Sister’s Baby : Out of Surgery & Doing Well!

Photos taken a few moments before Levi had to leave to be prepped for surgery. My sister’s sweet smile put tears in my eyes!

Levi is out of surgery!

I just chatted with Bethany! :) (Yay! How comforting it was to have a conversation with her!)

Mike is with Levi, now.

The operating room is apparently in a different building connected by about a half-mile of underground tunnels. As soon as he was done, the surgeon ran all they way over to give her an in-person update. How thoughtful?!

The surgeon said that Levi’s anatomy was not difficult to work with and that he was very hopeful about the outcome of the surgery.

Next, they will wait to see if the swelling around the brain goes down (even as I write this, Bethany just IM’d me and said Mike called from the NICU and said swelling looks like it is already going down!) and determine if a surgery to insert a drainage shunt is needed.

Bethany asked the surgeon when she may hold Levi and he said perhaps as early as tomorrow!

It’s definitely not the easiest way to come into the world, and Levi’s not even a day old yet, but so far, things are going in the best possible way for this situation.

We’re smiling through tears over here.

Thank you for your prayers!

If you wanted read more about Levi’s story and to send a note of encouragement to Bethany and Mike, please visit their page at CaringBridge :

Update : My Sister’s Baby

This morning, my sister Bethany gave birth to her first baby, a son, named Levi.

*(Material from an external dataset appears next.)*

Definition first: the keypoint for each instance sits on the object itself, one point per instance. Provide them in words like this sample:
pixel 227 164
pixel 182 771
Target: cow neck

During a routine ultrasound a few months ago, it was discovered that Levi had spina bifida and hydrocephalus.

He had been scheduled to be born Thursday by Cesarean section, but due to contractions (labor trauma would have been dangerous for him) and Bethany’s slightly elevated blood pressure, it was decided to deliver today instead of risk waiting until Thursday.

We are very excited about Levi’s birth – my first nephew!

He is welcomed by parents who have a very strong faith in the Lord and are trusting in God every step of the way.

My parents and my sister Grace were able to go to the hospital in Indianapolis to support Bethany and Mike as much as possible. Mom said he has a beautiful face and seems to be strong, despite his many obstacles. She said that Mike is doing a great job being supportive of Bethany and handling decisions for Levi’s care very well.

Although it’s a tough situation, it does not seem that there were any surprises. Through ultrasound and other prenatal tests, doctors had a course of action in place long before Levi’s birth and did an excellent job preparing Bethany and Mike for what to expect.

Positive signs

  • Birth weight over 7lbs (healthy weight)
  • Has good color
  • Does have a breathing tube but is breathing “air” as opposed to oxygen
  • Right leg is moving
  • Items of concern

  • Hydrocephalus (I’m not sure extent of severity, but it was hoped that it would have resolved itself before birth. Because of the anomaly of the spine, fluid buildup in the brain is a common complication of spina bifida.)
  • The hole in his back is about 1″ diameter.
  • His left leg does not appear to be moving and is turned inward.
  • Bethany

  • Resting after c-section
  • Incision was larger/deeper than normal c-section so as to give more room to carefully birth Levi
  • On morphine drip
  • Beth did get to touch Levi’s fingers for a few moments, but was not able to hold him.

    My mom was able to get some photos through the incubator glass.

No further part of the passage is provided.